George Merrill to Edward Carpenter, 8 November 1896: Dear Ted [. . .] I shall be glad to see thy dear face again as I have such longings to kiss those sweet lips of thine. I will wait till I hear from you, first. So I must close dear heart as I am feeling a little low and lonesome. I’m always with thee every night in spirit, fondest love from your dear Boy G XXX.

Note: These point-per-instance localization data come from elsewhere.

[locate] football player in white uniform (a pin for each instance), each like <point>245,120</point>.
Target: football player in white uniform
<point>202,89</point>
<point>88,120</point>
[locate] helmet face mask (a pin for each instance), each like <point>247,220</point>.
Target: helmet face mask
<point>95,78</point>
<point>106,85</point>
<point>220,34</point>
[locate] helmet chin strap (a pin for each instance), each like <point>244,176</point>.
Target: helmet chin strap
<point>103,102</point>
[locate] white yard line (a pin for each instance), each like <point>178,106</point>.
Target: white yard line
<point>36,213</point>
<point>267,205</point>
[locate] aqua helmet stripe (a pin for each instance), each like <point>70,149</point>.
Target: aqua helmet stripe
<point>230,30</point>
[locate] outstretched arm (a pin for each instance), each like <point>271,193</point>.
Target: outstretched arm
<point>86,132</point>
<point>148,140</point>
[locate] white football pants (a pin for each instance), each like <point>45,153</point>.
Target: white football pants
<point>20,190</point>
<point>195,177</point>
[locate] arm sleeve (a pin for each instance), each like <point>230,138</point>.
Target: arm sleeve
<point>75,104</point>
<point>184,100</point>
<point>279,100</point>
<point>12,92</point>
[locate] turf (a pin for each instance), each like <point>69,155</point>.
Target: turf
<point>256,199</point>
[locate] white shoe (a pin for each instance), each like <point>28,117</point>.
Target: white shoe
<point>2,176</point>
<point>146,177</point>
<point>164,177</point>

Carpenter included among his friends the scholar, author, naturalist, and founder of the Humanitarian League, Henry S. Salt, and his wife, Catherine;[17] the critic, essayist and sexologist, Havelock Ellis, and his wife, Edith; actor and producer Ben Iden Payne; Labour activists, John Bruce and Katharine Glasier; writer and scholar, John Addington Symonds; and the writer and feminist, Olive Schreiner.[18] E. M. Forster was also close friends with the couple, who on a visit to Millthorpe in 1912 was inspired to write his gay-themed novel, Maurice.[19] Forster records in his diary that Merrill "...touched my backside - gently and just above the buttocks. I believe he touched most people's. The sensation was unusual and I still remember it, as I remember the position of a long vanished tooth. He made a profound impression on me and touched a creative spring."[7]

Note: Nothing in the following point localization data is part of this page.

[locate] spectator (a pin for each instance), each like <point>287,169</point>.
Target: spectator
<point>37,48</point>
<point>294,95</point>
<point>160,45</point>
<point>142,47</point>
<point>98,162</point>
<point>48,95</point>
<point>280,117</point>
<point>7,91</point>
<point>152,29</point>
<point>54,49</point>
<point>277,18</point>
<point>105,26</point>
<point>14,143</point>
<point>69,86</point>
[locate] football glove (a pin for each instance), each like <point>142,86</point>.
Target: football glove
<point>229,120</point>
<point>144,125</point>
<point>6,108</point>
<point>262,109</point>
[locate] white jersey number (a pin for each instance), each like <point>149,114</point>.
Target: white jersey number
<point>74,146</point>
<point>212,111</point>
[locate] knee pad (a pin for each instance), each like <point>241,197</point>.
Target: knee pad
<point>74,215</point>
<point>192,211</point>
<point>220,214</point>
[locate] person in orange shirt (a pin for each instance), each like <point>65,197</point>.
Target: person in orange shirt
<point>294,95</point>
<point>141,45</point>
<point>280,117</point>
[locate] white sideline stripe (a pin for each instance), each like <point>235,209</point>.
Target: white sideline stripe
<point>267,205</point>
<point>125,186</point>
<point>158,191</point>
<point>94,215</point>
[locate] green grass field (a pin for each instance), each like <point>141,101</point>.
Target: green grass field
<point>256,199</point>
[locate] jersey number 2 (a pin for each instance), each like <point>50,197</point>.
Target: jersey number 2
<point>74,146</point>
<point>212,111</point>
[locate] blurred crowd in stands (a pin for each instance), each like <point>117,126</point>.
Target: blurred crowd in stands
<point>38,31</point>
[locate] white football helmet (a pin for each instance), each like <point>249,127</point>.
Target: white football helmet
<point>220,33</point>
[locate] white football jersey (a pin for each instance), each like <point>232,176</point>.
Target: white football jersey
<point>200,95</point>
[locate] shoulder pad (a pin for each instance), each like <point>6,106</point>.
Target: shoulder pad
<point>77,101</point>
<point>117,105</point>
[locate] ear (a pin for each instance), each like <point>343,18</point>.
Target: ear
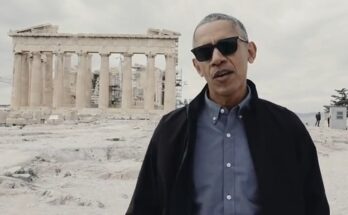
<point>252,49</point>
<point>197,66</point>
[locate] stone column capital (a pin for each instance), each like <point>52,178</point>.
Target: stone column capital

The relationship between Carpenter and Merrill was the template for the relationship between Maurice Hall and Alec Scudder, the gamekeeper in Forster's novel.[19] Carpenter was also a significant influence on the author D. H. Lawrence, whose Lady Chatterley's Lover can be seen as a heterosexualised Maurice.[20]

In 1902 his anthology of verse and prose, Ioläus: An Anthology of Friendship, was published.[21][22][23] The book was published again in 1906 by William Swan Sonnenschein.[24]

In 1914 Carpenter founded the British Society for the Study of Sex Psychology (BSSSP) with Laurence Housman, which aimed to discuss matters around women’s sexuality and homosexuality openly and honestly and which, as one of a number of aims, campaigned to have homosexuality decriminalised.

In 1915, he published The Healing of Nations and the Hidden Sources of Their Strife, where he argued that the source of war and discontent in western society was class-monopoly and social inequality.

Carpenter was an advocate of the Christ myth theory.[25] He authored the book Pagan and Christian Creeds, 1920.

After the First World War, he had moved to Guildford, Surrey, with George Merrill[26] and the two lived at 23 Mountside Road.[27] In January 1928, Merrill died suddenly.[7] Carpenter was devastated and he sold their house and lodged for a short time, with his companion and carer Ted Inigan, at 17 Woodland Avenue, just a short walk from Mountside. They then moved to a bungalow called ‘Inglenook’ in Josephs Road.[27]

In May 1928, Carpenter suffered a paralytic stroke. He lived another 13 months before he died on 28 June 1929, aged 84.[7] He was interred, in the same grave as Merrill, at the Mount Cemetery at Guildford in Surrey.